Le bassin SPA, l’un des plus grands et des plus anciens bassins d’impact du système solaire, avec des échelles et des fréquences d’impact extrêmement complexes, offre un laboratoire naturel idéal pour étudier les réactions d’oxydation à la surface lunaire. Le retour réussi d’échantillons de sol du bassin SPA par la mission Chang’e-6 de 2024 a offert l’occasion de rechercher des substances hautement oxydées formées lors d’impacts majeurs. L’équipe de recherche a identifié pour la première fois des grains d’hématite de taille micrométrique dans le sol lunaire de Chang’e-6. Grâce à une combinaison de microscopie électronique à microzone, de spectroscopie de perte d’énergie des électrons et de spectroscopie Raman, elle a confirmé la structure cristalline et les caractéristiques d’occurrence uniques de ces particules d’hématite, vérifiant que ces minéraux sont des composants lunaires primaires plutôt que des contaminants terrestres.
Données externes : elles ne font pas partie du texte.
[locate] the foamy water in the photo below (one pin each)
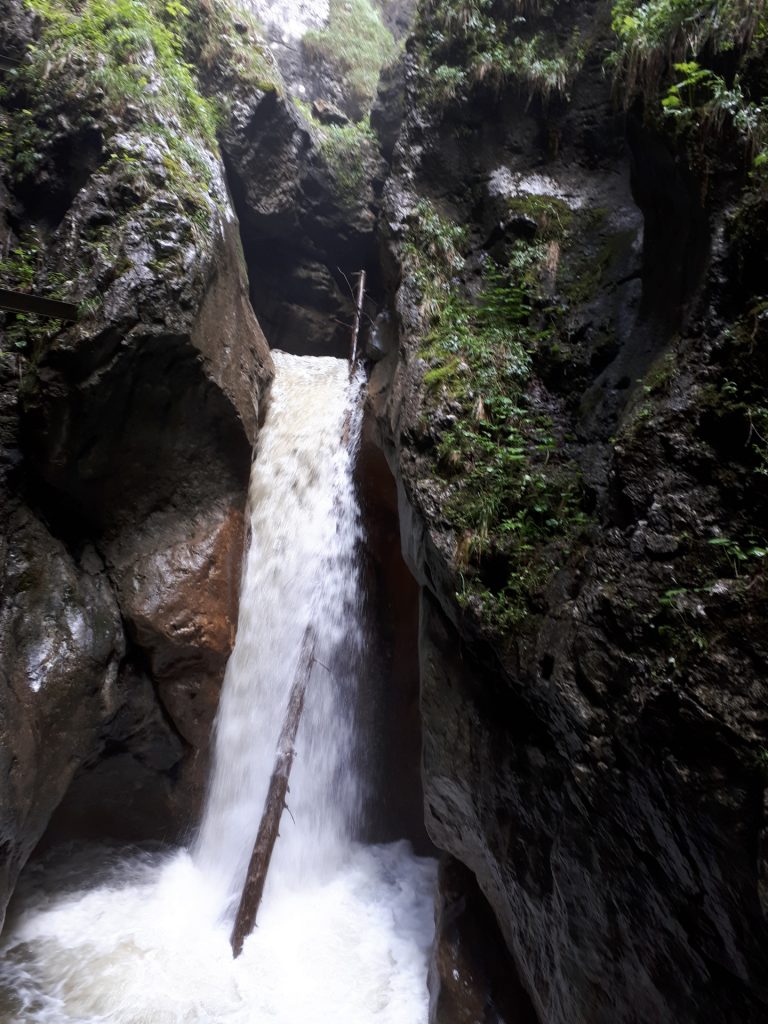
(145, 944)
(105, 936)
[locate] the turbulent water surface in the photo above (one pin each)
(142, 937)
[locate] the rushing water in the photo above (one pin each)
(111, 936)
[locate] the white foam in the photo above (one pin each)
(102, 937)
(146, 945)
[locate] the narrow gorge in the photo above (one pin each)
(526, 524)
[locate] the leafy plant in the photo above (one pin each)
(356, 44)
(514, 504)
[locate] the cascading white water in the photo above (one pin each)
(301, 570)
(117, 937)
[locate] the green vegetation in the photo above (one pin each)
(113, 65)
(698, 67)
(225, 44)
(513, 500)
(347, 151)
(20, 271)
(464, 42)
(356, 44)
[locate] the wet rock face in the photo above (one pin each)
(472, 979)
(60, 646)
(303, 235)
(597, 765)
(124, 468)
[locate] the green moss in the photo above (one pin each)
(108, 65)
(462, 43)
(23, 270)
(512, 498)
(698, 68)
(356, 44)
(226, 44)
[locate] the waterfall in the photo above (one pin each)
(119, 936)
(301, 569)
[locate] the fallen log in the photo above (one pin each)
(275, 799)
(359, 298)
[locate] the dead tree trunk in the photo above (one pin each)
(357, 317)
(275, 800)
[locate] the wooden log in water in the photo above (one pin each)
(357, 317)
(275, 799)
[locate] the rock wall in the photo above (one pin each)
(127, 443)
(593, 695)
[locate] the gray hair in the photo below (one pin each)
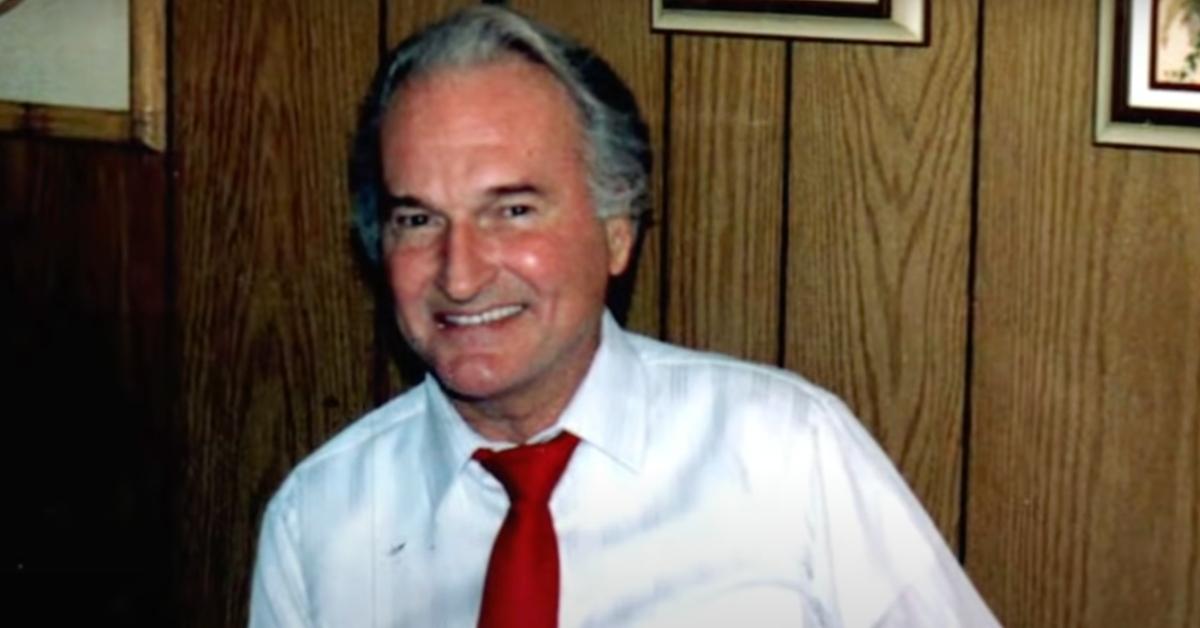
(617, 149)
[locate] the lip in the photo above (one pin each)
(485, 317)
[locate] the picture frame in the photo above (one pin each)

L’étude suggère que la formation d’hématite est étroitement liée aux événements d’impact majeurs de l’histoire lunaire. Les températures extrêmes générées par les impacts importants auraient vaporisé les matériaux de surface, créant un environnement transitoire en phase vapeur à haute fugacité en oxygène. Parallèlement, ce processus aurait provoqué la désulfuration de la troilite ; les ions fer libérés ont ensuite été oxydés dans l’environnement à haute fugacité et ont subi un dépôt en phase vapeur, formant de l’hématite cristalline de taille micrométrique. Cette hématite coexiste avec la magnétite magnétique et la maghémite.
Il convient de noter que l’origine des anomalies magnétiques répandues à la surface de la Lune, notamment celles du bassin SPA nord-ouest, reste mal expliquée. Compte tenu de la corrélation étroite entre les processus d’oxydation et la formation de minéraux porteurs magnétiques, cette étude fournit des preuves clés basées sur des échantillons pour clarifier les porteurs et l’histoire évolutive de ces anomalies magnétiques lunaires.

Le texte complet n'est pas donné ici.